За плечами мужчины послышался сдержанный женский голос:
– Ну зачем ты так, Женя?
Мендель увидел доброе лицо седой женщины и подумал: как такая хорошая женщина могла родить такого зверюгу?..
Потом он уже от людей узнал, что в доме этом живет вдова, а сын ее – царский офицер, который когда-то учился в кадетском корпусе, и потому его называли Кадетом.
В то время пожаловаться на Кадета он не мог – кто бы стал его слушать? Он тогда даже об этом и не думал. Но теперь его сверлила мысль: «Почему я должен простить Кадету эти восемь рублей?.. Он взял восемь. А было б двадцать, так взял бы и двадцать. Он ударил меня в глаз кастетом, а мог бы и убить. Почему я должен ему прощать?» И уже сами ноги повели Менделя в милицию.

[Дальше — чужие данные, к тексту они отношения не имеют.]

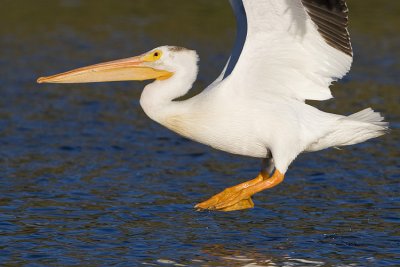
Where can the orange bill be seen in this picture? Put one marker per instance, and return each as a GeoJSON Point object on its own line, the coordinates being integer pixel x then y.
{"type": "Point", "coordinates": [129, 69]}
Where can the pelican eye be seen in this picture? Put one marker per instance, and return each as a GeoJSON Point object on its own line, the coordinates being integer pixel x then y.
{"type": "Point", "coordinates": [153, 56]}
{"type": "Point", "coordinates": [156, 55]}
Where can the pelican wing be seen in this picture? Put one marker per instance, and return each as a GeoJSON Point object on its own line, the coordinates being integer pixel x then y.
{"type": "Point", "coordinates": [294, 48]}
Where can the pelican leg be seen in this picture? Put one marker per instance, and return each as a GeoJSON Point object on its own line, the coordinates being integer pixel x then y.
{"type": "Point", "coordinates": [228, 199]}
{"type": "Point", "coordinates": [225, 204]}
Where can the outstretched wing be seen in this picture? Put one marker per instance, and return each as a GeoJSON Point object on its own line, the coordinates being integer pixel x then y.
{"type": "Point", "coordinates": [294, 48]}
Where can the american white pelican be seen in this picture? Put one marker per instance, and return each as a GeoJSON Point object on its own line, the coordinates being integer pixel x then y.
{"type": "Point", "coordinates": [286, 51]}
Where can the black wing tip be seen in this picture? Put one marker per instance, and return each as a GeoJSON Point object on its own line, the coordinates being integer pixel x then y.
{"type": "Point", "coordinates": [331, 19]}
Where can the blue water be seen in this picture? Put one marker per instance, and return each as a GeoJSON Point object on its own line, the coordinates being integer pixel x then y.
{"type": "Point", "coordinates": [86, 179]}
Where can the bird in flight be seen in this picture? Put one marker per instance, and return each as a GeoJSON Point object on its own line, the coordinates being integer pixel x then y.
{"type": "Point", "coordinates": [286, 51]}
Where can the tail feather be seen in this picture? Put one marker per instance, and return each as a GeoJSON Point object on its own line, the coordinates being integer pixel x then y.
{"type": "Point", "coordinates": [353, 129]}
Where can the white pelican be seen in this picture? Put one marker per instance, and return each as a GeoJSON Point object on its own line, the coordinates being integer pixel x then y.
{"type": "Point", "coordinates": [286, 51]}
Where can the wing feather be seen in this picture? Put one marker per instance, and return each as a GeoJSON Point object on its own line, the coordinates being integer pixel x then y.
{"type": "Point", "coordinates": [294, 48]}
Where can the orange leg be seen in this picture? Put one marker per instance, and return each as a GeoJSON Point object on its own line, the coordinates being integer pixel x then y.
{"type": "Point", "coordinates": [239, 197]}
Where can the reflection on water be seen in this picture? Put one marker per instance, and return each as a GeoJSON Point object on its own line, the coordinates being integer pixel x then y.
{"type": "Point", "coordinates": [86, 179]}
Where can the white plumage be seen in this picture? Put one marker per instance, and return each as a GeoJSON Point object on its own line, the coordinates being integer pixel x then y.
{"type": "Point", "coordinates": [289, 51]}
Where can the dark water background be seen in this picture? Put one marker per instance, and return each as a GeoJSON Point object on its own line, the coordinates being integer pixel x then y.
{"type": "Point", "coordinates": [87, 180]}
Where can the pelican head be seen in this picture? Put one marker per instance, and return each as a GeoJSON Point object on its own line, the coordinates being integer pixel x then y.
{"type": "Point", "coordinates": [160, 63]}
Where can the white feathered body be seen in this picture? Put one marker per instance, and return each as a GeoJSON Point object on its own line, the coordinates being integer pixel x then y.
{"type": "Point", "coordinates": [259, 110]}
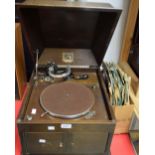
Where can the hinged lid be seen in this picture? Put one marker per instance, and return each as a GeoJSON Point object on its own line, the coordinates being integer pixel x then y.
{"type": "Point", "coordinates": [69, 25]}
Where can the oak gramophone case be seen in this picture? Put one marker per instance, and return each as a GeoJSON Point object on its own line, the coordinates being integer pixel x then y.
{"type": "Point", "coordinates": [66, 109]}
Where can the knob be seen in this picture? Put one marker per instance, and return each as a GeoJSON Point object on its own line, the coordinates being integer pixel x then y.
{"type": "Point", "coordinates": [60, 144]}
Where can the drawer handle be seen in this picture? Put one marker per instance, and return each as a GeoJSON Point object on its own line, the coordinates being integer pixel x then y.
{"type": "Point", "coordinates": [42, 141]}
{"type": "Point", "coordinates": [61, 144]}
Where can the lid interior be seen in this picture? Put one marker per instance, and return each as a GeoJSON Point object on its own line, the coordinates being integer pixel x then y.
{"type": "Point", "coordinates": [52, 27]}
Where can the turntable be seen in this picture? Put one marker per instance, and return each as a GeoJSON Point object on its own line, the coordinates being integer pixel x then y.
{"type": "Point", "coordinates": [66, 109]}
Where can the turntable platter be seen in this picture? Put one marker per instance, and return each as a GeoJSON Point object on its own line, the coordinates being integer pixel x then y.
{"type": "Point", "coordinates": [67, 100]}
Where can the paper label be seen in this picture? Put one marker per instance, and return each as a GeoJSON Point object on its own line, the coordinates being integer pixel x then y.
{"type": "Point", "coordinates": [42, 140]}
{"type": "Point", "coordinates": [34, 111]}
{"type": "Point", "coordinates": [51, 127]}
{"type": "Point", "coordinates": [66, 126]}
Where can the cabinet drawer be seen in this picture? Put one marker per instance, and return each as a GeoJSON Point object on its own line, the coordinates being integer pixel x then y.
{"type": "Point", "coordinates": [87, 142]}
{"type": "Point", "coordinates": [40, 143]}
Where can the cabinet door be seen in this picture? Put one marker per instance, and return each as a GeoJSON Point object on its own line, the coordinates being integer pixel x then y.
{"type": "Point", "coordinates": [41, 143]}
{"type": "Point", "coordinates": [87, 142]}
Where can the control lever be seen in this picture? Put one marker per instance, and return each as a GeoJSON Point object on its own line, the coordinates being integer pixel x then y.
{"type": "Point", "coordinates": [56, 72]}
{"type": "Point", "coordinates": [36, 65]}
{"type": "Point", "coordinates": [80, 77]}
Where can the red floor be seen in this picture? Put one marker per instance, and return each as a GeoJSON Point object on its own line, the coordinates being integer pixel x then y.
{"type": "Point", "coordinates": [120, 144]}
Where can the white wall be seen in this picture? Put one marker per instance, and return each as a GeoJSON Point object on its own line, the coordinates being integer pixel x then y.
{"type": "Point", "coordinates": [113, 51]}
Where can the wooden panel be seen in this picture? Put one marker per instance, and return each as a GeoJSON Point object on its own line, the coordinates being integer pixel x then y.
{"type": "Point", "coordinates": [129, 30]}
{"type": "Point", "coordinates": [88, 142]}
{"type": "Point", "coordinates": [44, 142]}
{"type": "Point", "coordinates": [19, 60]}
{"type": "Point", "coordinates": [64, 3]}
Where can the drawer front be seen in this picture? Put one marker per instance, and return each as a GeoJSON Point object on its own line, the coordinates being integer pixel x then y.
{"type": "Point", "coordinates": [40, 143]}
{"type": "Point", "coordinates": [87, 142]}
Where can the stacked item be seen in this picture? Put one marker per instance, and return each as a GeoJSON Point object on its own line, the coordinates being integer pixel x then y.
{"type": "Point", "coordinates": [117, 82]}
{"type": "Point", "coordinates": [118, 87]}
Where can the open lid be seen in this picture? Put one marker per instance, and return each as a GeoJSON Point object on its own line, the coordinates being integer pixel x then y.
{"type": "Point", "coordinates": [62, 24]}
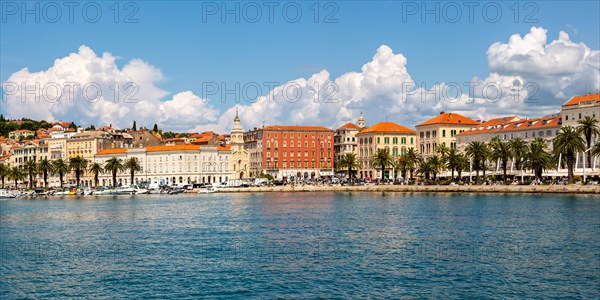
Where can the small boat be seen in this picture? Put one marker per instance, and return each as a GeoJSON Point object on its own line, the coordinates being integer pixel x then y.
{"type": "Point", "coordinates": [101, 192]}
{"type": "Point", "coordinates": [61, 193]}
{"type": "Point", "coordinates": [176, 191]}
{"type": "Point", "coordinates": [208, 190]}
{"type": "Point", "coordinates": [141, 191]}
{"type": "Point", "coordinates": [4, 194]}
{"type": "Point", "coordinates": [124, 190]}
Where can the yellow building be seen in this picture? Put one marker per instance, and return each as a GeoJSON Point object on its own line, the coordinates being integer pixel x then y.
{"type": "Point", "coordinates": [396, 139]}
{"type": "Point", "coordinates": [441, 130]}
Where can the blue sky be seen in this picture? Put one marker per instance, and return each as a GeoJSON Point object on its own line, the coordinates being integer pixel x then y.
{"type": "Point", "coordinates": [173, 37]}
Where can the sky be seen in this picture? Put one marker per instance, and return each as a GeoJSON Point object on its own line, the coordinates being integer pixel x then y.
{"type": "Point", "coordinates": [189, 65]}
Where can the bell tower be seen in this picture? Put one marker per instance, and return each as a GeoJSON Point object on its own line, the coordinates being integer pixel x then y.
{"type": "Point", "coordinates": [237, 132]}
{"type": "Point", "coordinates": [361, 121]}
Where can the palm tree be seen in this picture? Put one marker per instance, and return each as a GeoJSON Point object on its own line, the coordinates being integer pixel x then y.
{"type": "Point", "coordinates": [30, 169]}
{"type": "Point", "coordinates": [61, 168]}
{"type": "Point", "coordinates": [452, 160]}
{"type": "Point", "coordinates": [114, 165]}
{"type": "Point", "coordinates": [589, 127]}
{"type": "Point", "coordinates": [382, 159]}
{"type": "Point", "coordinates": [596, 149]}
{"type": "Point", "coordinates": [401, 163]}
{"type": "Point", "coordinates": [349, 162]}
{"type": "Point", "coordinates": [4, 171]}
{"type": "Point", "coordinates": [96, 169]}
{"type": "Point", "coordinates": [477, 152]}
{"type": "Point", "coordinates": [462, 163]}
{"type": "Point", "coordinates": [569, 142]}
{"type": "Point", "coordinates": [500, 152]}
{"type": "Point", "coordinates": [45, 167]}
{"type": "Point", "coordinates": [78, 164]}
{"type": "Point", "coordinates": [425, 168]}
{"type": "Point", "coordinates": [412, 161]}
{"type": "Point", "coordinates": [538, 158]}
{"type": "Point", "coordinates": [133, 165]}
{"type": "Point", "coordinates": [518, 148]}
{"type": "Point", "coordinates": [436, 165]}
{"type": "Point", "coordinates": [17, 174]}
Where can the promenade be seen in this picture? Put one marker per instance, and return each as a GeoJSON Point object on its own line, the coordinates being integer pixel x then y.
{"type": "Point", "coordinates": [548, 189]}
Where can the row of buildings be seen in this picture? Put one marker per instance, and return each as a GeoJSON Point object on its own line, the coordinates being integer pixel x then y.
{"type": "Point", "coordinates": [284, 152]}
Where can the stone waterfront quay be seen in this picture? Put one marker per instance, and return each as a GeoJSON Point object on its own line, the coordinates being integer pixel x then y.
{"type": "Point", "coordinates": [547, 189]}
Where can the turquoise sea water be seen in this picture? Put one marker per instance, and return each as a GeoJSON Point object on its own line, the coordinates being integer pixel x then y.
{"type": "Point", "coordinates": [301, 245]}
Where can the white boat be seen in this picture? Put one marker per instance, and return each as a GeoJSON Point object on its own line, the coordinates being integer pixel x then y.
{"type": "Point", "coordinates": [4, 194]}
{"type": "Point", "coordinates": [124, 190]}
{"type": "Point", "coordinates": [101, 192]}
{"type": "Point", "coordinates": [208, 190]}
{"type": "Point", "coordinates": [141, 191]}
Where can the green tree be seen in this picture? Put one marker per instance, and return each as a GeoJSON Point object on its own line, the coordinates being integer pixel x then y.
{"type": "Point", "coordinates": [588, 127]}
{"type": "Point", "coordinates": [425, 167]}
{"type": "Point", "coordinates": [569, 142]}
{"type": "Point", "coordinates": [113, 166]}
{"type": "Point", "coordinates": [596, 149]}
{"type": "Point", "coordinates": [349, 162]}
{"type": "Point", "coordinates": [61, 168]}
{"type": "Point", "coordinates": [45, 167]}
{"type": "Point", "coordinates": [78, 164]}
{"type": "Point", "coordinates": [518, 148]}
{"type": "Point", "coordinates": [382, 159]}
{"type": "Point", "coordinates": [96, 169]}
{"type": "Point", "coordinates": [500, 151]}
{"type": "Point", "coordinates": [477, 152]}
{"type": "Point", "coordinates": [30, 168]}
{"type": "Point", "coordinates": [462, 163]}
{"type": "Point", "coordinates": [17, 174]}
{"type": "Point", "coordinates": [452, 160]}
{"type": "Point", "coordinates": [412, 161]}
{"type": "Point", "coordinates": [538, 158]}
{"type": "Point", "coordinates": [133, 165]}
{"type": "Point", "coordinates": [4, 171]}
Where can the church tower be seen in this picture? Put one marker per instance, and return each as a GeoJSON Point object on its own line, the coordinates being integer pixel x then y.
{"type": "Point", "coordinates": [239, 156]}
{"type": "Point", "coordinates": [361, 121]}
{"type": "Point", "coordinates": [237, 133]}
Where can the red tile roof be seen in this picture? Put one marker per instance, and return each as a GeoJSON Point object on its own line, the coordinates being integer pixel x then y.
{"type": "Point", "coordinates": [112, 151]}
{"type": "Point", "coordinates": [450, 118]}
{"type": "Point", "coordinates": [514, 125]}
{"type": "Point", "coordinates": [172, 148]}
{"type": "Point", "coordinates": [296, 128]}
{"type": "Point", "coordinates": [387, 127]}
{"type": "Point", "coordinates": [577, 100]}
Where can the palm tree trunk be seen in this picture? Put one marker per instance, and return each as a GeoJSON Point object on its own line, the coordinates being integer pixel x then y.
{"type": "Point", "coordinates": [504, 171]}
{"type": "Point", "coordinates": [570, 168]}
{"type": "Point", "coordinates": [589, 153]}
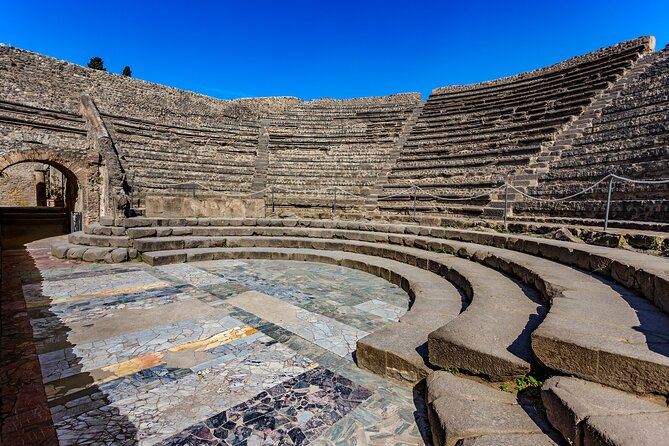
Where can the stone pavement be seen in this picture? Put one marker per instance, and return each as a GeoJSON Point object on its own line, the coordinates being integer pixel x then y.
{"type": "Point", "coordinates": [220, 352]}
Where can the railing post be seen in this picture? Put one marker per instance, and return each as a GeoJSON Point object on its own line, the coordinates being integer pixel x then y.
{"type": "Point", "coordinates": [506, 202]}
{"type": "Point", "coordinates": [272, 200]}
{"type": "Point", "coordinates": [608, 205]}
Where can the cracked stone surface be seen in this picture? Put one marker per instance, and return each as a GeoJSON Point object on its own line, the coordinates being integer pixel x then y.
{"type": "Point", "coordinates": [219, 352]}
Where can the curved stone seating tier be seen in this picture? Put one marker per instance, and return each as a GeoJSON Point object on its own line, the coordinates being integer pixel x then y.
{"type": "Point", "coordinates": [586, 413]}
{"type": "Point", "coordinates": [488, 132]}
{"type": "Point", "coordinates": [220, 158]}
{"type": "Point", "coordinates": [493, 118]}
{"type": "Point", "coordinates": [40, 118]}
{"type": "Point", "coordinates": [319, 145]}
{"type": "Point", "coordinates": [465, 412]}
{"type": "Point", "coordinates": [646, 274]}
{"type": "Point", "coordinates": [627, 137]}
{"type": "Point", "coordinates": [588, 343]}
{"type": "Point", "coordinates": [475, 345]}
{"type": "Point", "coordinates": [574, 69]}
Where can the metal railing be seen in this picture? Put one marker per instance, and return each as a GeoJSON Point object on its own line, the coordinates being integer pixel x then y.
{"type": "Point", "coordinates": [413, 191]}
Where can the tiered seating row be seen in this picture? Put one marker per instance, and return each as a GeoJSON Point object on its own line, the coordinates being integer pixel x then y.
{"type": "Point", "coordinates": [628, 138]}
{"type": "Point", "coordinates": [492, 130]}
{"type": "Point", "coordinates": [318, 146]}
{"type": "Point", "coordinates": [590, 347]}
{"type": "Point", "coordinates": [158, 155]}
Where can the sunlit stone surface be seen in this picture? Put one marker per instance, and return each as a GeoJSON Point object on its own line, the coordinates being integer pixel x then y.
{"type": "Point", "coordinates": [222, 352]}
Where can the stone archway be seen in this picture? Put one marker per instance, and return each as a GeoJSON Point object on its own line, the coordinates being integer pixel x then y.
{"type": "Point", "coordinates": [83, 191]}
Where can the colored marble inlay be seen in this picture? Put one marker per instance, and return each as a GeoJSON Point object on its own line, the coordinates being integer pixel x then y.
{"type": "Point", "coordinates": [221, 352]}
{"type": "Point", "coordinates": [291, 413]}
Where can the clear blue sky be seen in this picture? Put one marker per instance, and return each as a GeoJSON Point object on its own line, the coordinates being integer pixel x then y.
{"type": "Point", "coordinates": [313, 49]}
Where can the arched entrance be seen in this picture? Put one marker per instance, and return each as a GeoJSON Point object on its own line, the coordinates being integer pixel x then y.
{"type": "Point", "coordinates": [43, 196]}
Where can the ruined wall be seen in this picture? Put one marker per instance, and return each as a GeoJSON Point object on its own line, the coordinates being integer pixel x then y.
{"type": "Point", "coordinates": [17, 185]}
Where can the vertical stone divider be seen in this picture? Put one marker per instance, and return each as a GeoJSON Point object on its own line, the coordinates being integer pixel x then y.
{"type": "Point", "coordinates": [551, 151]}
{"type": "Point", "coordinates": [262, 158]}
{"type": "Point", "coordinates": [113, 197]}
{"type": "Point", "coordinates": [382, 178]}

Рогозин внимательно выслушал Менделя, потом снял трубку.
– Товарищ Свиридов? Тут у меня сидит человек. Он дал интересные сведения. Кадет объявился…
– Сейчас придет главный начальник, – сказал Рогозин, кладя трубку.
Мендель даже приподнялся со своего места.
– Ничего, вы сидите.
Мендель сел, однако когда в дверях появился Свиридов, поднялся с места, не зная, куда ему деть свой мешок.
– Добрый день, товарищ, – сказал Свиридов, подавая Менделю руку. – Так, говорите, его благородие штабс-капитан Евгений Петрович Сочельников объявился? Повоевал за батюшку-царя у Юденича, потом у Деникина, теперь сюда прискакал.